La decisión de su fichaje fue únicamente suya y de su familia. Mustafi se postuló como una de las piezas más codiciadas del mercado de agentes libres y tuvo intereses a lo largo del verano, pero a la hora de tomar un destino priorizó, por encima de todo, el sentirse querido. El Levante, desde el primer instante, le trasladó que el interés no era residual, sino que su fichaje tenía la intención de ser un hombre importante. "Fue muy duro porque al final lo que un jugador vive siempre en un vestuario con equipo y quiere el ritmo de entrenar. No quería dejar todo el trabajo porque no había opciones de irme con un club, sino trabajar para estar los cuando llegara el momento de estar listo. Al final es otro trabajo es tener un poco la cabeza dura para no pensar en lo negativo sino en lo positivo. Es una decisión que tuve que tomar por muchas cosas, pero sentí un poco que el club me quiere. Para un jugador eso es lo más importante para irse a un lado. Si sientes que el club te quiere, no solo porque es un jugador libre, porque te quiere de verdad. Creo que es lo más importante para yo dar el máximo en el campo".

El central se desvinculó del Schalke 04 después de que el conjunto de la Bundesliga descendiera de categoría. Desde entonces, el alemán estuvo trabajando sin ningún tipo de hábito relacionado con dinámica de pretemporada y entrenando en solitario, a la espera de que un equipo que cumpliera con sus necesidades llamase a la puerta de sus servicios. El Levante, tras varias semanas de negociaciones, y superando los márgenes del mercado de fichajes ante su condición de agente libre, firmó a uno de los nombres más llamativos dentro de los futbolistas sin equipo. No obstante, a Shkodran todavía le queda para estar al cien por cien en términos físicos, pero se siente cerca. "Llevo varios días de entrenamiento. Me gusta mucho de trabajo que llevamos. Ellos llevan más entrenamientos que yo, estuve entrenando en casa con entrenador, pero luego con los entrenamientos con el equipo son otros. Estoy bien físicamente", dijo. 
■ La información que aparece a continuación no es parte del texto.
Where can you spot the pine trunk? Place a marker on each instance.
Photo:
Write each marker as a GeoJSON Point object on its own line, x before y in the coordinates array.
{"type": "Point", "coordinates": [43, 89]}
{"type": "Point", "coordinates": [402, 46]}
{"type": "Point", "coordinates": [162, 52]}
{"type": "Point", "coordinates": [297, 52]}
El central llega a Orriols para elevar el nivel en defensa, pero, sobre todo, para reivindicarse. Aunque haya llovido desde que el Arsenal pagó 40 millones al Valencia para recalar en el Arsenal, Mustafi tiene rodaje todavía para demostrar que es el central de garantías que exige desde hace años el Levante. "Lo que pasa en el fútbol siempre es un mundo diferente, porque lo que pasaba antes ya no cuenta. Para mí es importante mirar el fútbol donde una manera en la de no ver antes lo que queda atrás, si estás pensando en el pasado te afecta mucho al futuro. Yo quiero estar en el presente, hoy entrenamiento, luego partido. Pensando mucho lo que pasa fuera del campo te afecta mucho. Quiero vivir el fútbol, el día a día, trabajar y ser el mejor que pueda ser cada día y ver dónde me lleva eso", declaró el ‘13’ levantinista.